Rebecca MacDonald was born in the former Yugoslavia in Sarajevo in 1953. Her father came from a peasant family, but his genius in mathematics earned him a scholarship to study electrical engineering. MacDonald's mother was born into an affluent family that lost their wealth during World War II and the rise of President Tito.
When MacDonald was very young, she moved with her parents and sister to Belgrade, where her father worked for the government in developing energy resources. Even with regular employment, however, the family was considered poor. They lived in an apartment with less than 500 square feet, and MacDonald says her mother was never able to accept her reduced circumstances. Instead, she focused her attention on her daughters and demanded nothing short of excellence from them. MacDonald remembers a time when she brought home from school a 98 percent on a test. "My mother acted as if the world had come to an end," she says. "From that point on I made sure I earned only 100s. It wasn't so much that I was smart, it was that I worked very hard to try to please my mother."
MacDonald had no freedoms as a child. She was allowed no friends or other social outlets, and was forced to practice the piano for six hours a day. MacDonald explains that for those who could pass state tests, music lessons and education were free. As a teenager she had become an accomplished pianist, but could not perform at a concert level. Her mother ended the music lessons and told her she would go into medicine. On the day MacDonald completed her medical degree, she decided to run away. She was 22 and still living with her parents in their small apartment. She had never been allowed to make her own choices, she had never had any privacy, and she had never even been on a date. She had led a lonely, repressed life. On her way home from her last day at school, she passed by the Canadian embassy and spontaneously went inside to see if they would accept her as an immigrant.
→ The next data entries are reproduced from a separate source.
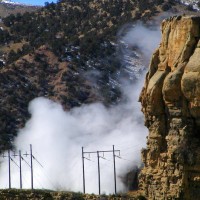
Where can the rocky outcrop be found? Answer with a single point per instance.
(171, 104)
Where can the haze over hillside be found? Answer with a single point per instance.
(77, 53)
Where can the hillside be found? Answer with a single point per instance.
(66, 52)
(8, 8)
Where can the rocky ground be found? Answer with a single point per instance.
(50, 195)
(171, 105)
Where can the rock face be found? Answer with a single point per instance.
(171, 104)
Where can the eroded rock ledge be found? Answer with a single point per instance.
(171, 104)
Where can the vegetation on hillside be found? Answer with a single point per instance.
(54, 51)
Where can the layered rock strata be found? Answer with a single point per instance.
(171, 104)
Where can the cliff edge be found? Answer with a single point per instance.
(171, 104)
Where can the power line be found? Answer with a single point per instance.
(21, 158)
(98, 163)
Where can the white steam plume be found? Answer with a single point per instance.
(57, 136)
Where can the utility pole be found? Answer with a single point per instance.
(31, 155)
(99, 175)
(20, 164)
(83, 170)
(98, 160)
(20, 168)
(114, 169)
(9, 169)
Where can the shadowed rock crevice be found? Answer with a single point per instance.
(171, 104)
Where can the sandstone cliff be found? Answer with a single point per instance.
(171, 105)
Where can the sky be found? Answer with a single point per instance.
(34, 2)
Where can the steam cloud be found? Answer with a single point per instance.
(57, 136)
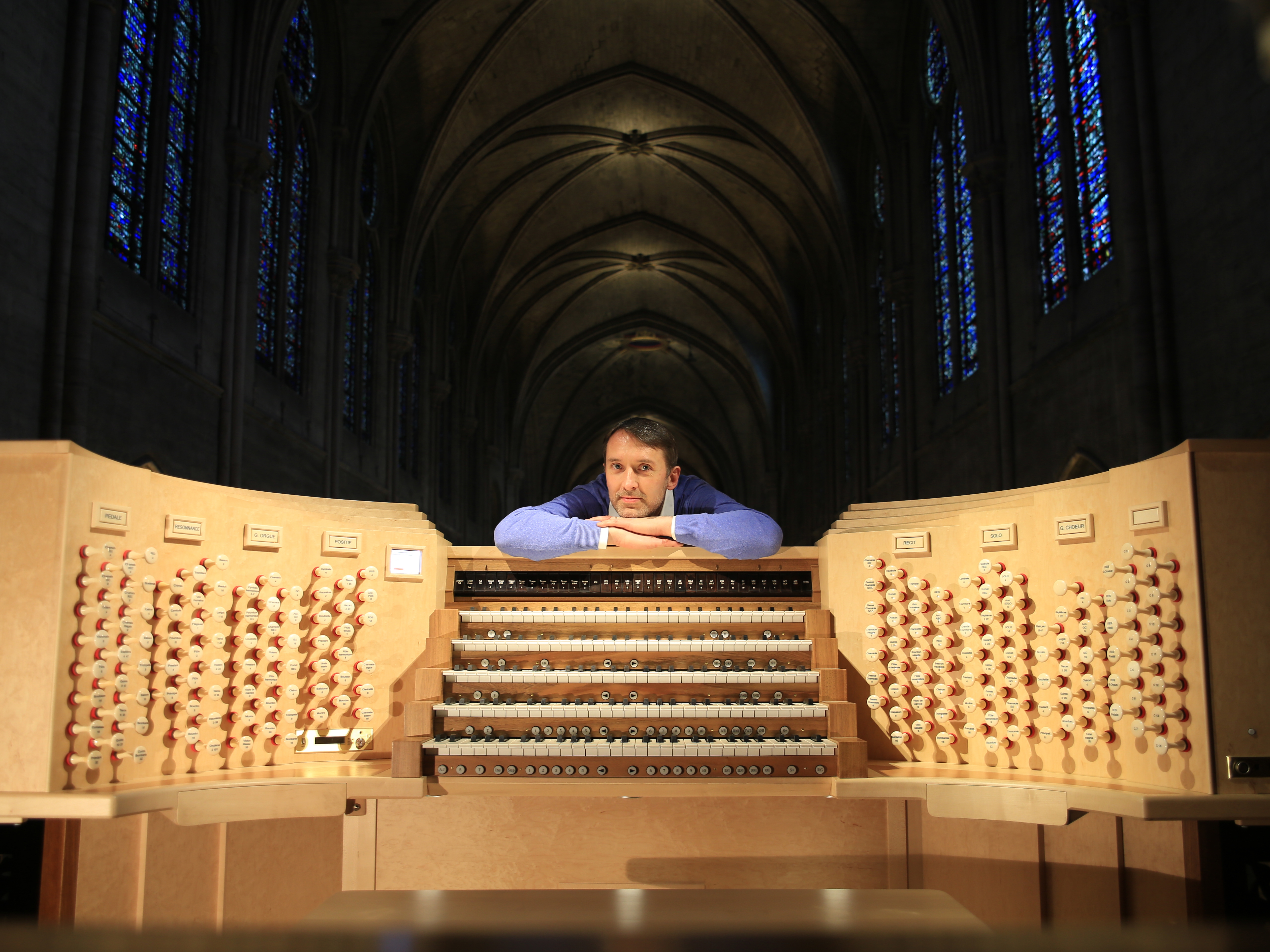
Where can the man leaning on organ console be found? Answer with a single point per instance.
(642, 478)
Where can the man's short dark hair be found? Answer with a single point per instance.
(649, 433)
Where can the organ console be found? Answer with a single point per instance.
(613, 675)
(222, 654)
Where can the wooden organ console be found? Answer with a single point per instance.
(591, 668)
(192, 657)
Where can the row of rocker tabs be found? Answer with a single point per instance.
(634, 584)
(741, 734)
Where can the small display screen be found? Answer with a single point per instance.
(406, 562)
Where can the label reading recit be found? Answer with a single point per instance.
(911, 542)
(256, 536)
(996, 537)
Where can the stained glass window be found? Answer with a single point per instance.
(267, 270)
(1048, 155)
(299, 56)
(298, 249)
(408, 408)
(370, 183)
(1093, 192)
(942, 242)
(153, 155)
(968, 309)
(283, 276)
(937, 65)
(351, 330)
(957, 308)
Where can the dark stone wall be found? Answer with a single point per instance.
(1169, 342)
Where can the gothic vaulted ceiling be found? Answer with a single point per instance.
(632, 208)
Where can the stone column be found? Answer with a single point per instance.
(247, 163)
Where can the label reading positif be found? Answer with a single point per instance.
(994, 539)
(341, 542)
(268, 537)
(185, 529)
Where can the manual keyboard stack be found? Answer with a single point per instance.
(632, 691)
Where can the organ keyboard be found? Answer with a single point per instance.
(694, 691)
(1074, 638)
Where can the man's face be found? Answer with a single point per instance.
(637, 475)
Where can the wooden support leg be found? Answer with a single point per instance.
(59, 873)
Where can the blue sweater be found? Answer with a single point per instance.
(704, 517)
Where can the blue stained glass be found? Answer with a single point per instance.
(130, 151)
(1048, 155)
(408, 408)
(879, 196)
(175, 221)
(298, 253)
(937, 65)
(351, 329)
(366, 345)
(370, 183)
(300, 56)
(968, 309)
(267, 270)
(1093, 188)
(943, 265)
(403, 411)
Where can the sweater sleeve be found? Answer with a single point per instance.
(552, 530)
(531, 532)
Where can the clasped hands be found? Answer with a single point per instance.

MacDonald left a letter for her parents and took the first non-stop flight to Canada, which landed in Toronto. She had her savings of a few hundred dollars, but could speak no English and knew no one in her newly adopted country. She tried to find a job where she could use her medical knowledge, but discovered that her lack of English and being a woman were insurmountable obstacles. She went to work as a secretary during the day and attended school at night to learn English. Four years later, she met and married Pearson MacDonald in 1979.
In 1989, MacDonald read that Canada was going to deregulate energy. She saw this as once-in-a-lifetime business opportunity. She went to the library to research the buying and selling of natural gas, and then formed Energy Marketing Inc. Her company became one of the largest natural gas retailers in Ontario. Just as she made her first $1 million, however, her husband was killed in a car accident. Devastated, she pledged that she would focus her attention on her two young children and her business, which she sold at a profit in 1995. In 1997, MacDonald founded Energy Savings Income Fund, which now supplies nearly two million customers in both Canada and the United States. In 2001, she became the first woman in Canada to take a company public. However, in the midst of her business success, Rebecca MacDonald was diagnosed with rheumatoid arthritis. Now in remission, she wanted to help others with this debilitating disease and provided funds for the Rebecca MacDonald Centre of Arthritis and Autoimmune Disease wing at Mt. Sinai Hospital in Toronto.